Centre plans policy revisit to revive SEZs

The Centre’s move, official sources said, comes in the wake of significant reduction in the number of proposals to set up SEZs in recent times, withdrawal of several proposals at in-principle/formal approval stage itself, besides increasing requests for denotification as also reduced interest in setting up SEZ units.

Issues of availability of adequate land and their acquisition, attractiveness of SEZ scheme in the wake of impending Direct Tax Code regime, effectiveness of the single window mechanism, lack of a pro-active SEZ Policy in several states are some of the major challenges SEZs are facing. The other problems are:  slow pace of development of infrastructure within SEZs and unattractive incentive package.

The new proposal has suggested review of all land related aspects of SEZ policy, reworking of optimal land requirements specified for different categories of SEZs, taking a relook at non-processing zones and putting in place clear norms and guidelines in this regard. It also wants broad banding of sector specific SEZs to allow for broader category of types of units that can be set up in sector specific SEZ. 

Greater participation
Besides exhorting greater participation by state governments to encourage SEZs through attractive policy push and incentives, the new proposals want change of SEZ Acts, clearances, connectivity, exemptions from taxes. It is also being examined if SEZs can be allowed to be DTA units thereby creating a level, distortion free environment.

Further, allowing SEZS to compete in a FTA (free trade agreement) regime with India entering into number of regional, bilateral, and multi-lateral arrangements with several countries and leverage country’s domestic market by encouraging manufacturing sector units set up shop in SEZs, are among policy prescriptives seriously being looked into, they added.

Incidentally, as on October 31, 2011, while 583 SEZs were formally approved, only 381 have been notified with only 143 SEZs exporting. Exports from SEZs across various sectors for fiscal year 2010-11 being Rs 3,15,867.85 crore registering growth of 43 per cent.
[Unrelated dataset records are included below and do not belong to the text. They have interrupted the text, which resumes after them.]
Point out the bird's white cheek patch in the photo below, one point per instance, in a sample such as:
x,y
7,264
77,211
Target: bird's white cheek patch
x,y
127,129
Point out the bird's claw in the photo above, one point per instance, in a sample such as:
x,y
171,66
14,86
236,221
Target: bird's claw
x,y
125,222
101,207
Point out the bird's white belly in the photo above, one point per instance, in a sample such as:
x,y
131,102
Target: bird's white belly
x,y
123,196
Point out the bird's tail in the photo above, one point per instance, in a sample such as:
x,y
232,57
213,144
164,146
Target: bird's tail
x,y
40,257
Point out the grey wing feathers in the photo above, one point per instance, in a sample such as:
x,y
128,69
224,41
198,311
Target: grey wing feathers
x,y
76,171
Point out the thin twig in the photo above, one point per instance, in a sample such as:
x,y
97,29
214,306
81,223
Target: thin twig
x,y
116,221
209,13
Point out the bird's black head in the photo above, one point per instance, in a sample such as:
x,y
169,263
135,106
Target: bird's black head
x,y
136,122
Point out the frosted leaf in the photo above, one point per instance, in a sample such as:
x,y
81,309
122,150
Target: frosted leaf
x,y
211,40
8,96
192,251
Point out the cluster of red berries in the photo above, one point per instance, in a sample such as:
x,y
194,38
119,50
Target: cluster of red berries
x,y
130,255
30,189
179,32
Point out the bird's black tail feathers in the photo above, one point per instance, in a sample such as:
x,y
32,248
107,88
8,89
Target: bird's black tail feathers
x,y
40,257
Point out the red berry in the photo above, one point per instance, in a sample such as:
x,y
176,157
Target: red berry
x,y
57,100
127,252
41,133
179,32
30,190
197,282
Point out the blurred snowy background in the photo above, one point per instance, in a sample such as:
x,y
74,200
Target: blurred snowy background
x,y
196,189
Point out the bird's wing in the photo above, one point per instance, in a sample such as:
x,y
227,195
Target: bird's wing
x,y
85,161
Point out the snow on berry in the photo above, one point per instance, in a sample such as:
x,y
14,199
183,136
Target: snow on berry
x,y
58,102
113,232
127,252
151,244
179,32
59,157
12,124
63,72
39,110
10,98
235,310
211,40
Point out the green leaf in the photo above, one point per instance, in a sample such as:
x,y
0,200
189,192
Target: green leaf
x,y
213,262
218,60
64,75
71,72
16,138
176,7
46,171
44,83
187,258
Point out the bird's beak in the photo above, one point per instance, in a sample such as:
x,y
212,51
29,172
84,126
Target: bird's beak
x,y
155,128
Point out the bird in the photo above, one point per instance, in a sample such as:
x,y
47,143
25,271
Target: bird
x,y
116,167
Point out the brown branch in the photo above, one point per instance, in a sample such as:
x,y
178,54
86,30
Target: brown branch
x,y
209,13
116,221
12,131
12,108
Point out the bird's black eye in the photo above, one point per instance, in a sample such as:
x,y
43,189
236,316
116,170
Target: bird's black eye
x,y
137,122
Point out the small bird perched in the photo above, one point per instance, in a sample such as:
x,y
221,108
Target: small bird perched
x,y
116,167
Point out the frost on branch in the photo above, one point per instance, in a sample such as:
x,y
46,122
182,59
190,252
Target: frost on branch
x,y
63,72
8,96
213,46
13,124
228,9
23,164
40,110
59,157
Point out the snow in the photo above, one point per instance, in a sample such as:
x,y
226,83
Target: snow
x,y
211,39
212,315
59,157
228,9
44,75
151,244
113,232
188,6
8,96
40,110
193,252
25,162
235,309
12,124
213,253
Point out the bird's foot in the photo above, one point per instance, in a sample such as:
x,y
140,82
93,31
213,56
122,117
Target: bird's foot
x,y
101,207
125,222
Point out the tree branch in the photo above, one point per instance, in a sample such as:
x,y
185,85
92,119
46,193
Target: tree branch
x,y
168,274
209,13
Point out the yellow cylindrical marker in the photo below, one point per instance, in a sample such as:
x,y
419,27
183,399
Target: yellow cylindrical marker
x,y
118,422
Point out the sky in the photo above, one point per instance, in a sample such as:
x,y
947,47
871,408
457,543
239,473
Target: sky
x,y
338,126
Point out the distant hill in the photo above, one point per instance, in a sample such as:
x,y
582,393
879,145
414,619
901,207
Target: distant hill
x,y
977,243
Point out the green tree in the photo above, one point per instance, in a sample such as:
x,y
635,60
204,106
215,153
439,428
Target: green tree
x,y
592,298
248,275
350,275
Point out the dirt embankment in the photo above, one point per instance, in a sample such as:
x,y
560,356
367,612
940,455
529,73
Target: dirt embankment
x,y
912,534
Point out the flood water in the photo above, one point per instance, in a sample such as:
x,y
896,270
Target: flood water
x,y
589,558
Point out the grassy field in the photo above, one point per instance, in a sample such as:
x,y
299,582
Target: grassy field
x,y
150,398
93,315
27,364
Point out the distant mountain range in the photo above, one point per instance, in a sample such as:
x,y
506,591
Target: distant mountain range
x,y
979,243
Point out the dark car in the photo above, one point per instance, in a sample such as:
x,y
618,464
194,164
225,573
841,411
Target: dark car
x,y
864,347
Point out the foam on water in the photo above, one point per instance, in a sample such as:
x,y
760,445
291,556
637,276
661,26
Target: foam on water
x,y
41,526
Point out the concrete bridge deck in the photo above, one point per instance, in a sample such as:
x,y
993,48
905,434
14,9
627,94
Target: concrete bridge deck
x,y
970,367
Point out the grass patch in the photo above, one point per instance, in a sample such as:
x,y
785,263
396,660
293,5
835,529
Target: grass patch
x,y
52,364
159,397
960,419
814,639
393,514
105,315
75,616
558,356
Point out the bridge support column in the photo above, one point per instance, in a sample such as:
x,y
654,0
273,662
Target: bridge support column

The SEZs have so far attracted investments of Rs 21.29 lakh crore as of June 30, 2011 providing direct employment to over 7,14,412 persons. Sources said, the purpose of the present overhaul exercise, was to see how best SEZs can build upon their significant achievements and contribute towards achieving the national objective of doubling country’s exports to US$500 billion by 2013-14 and to US$750 billion by 2016-17.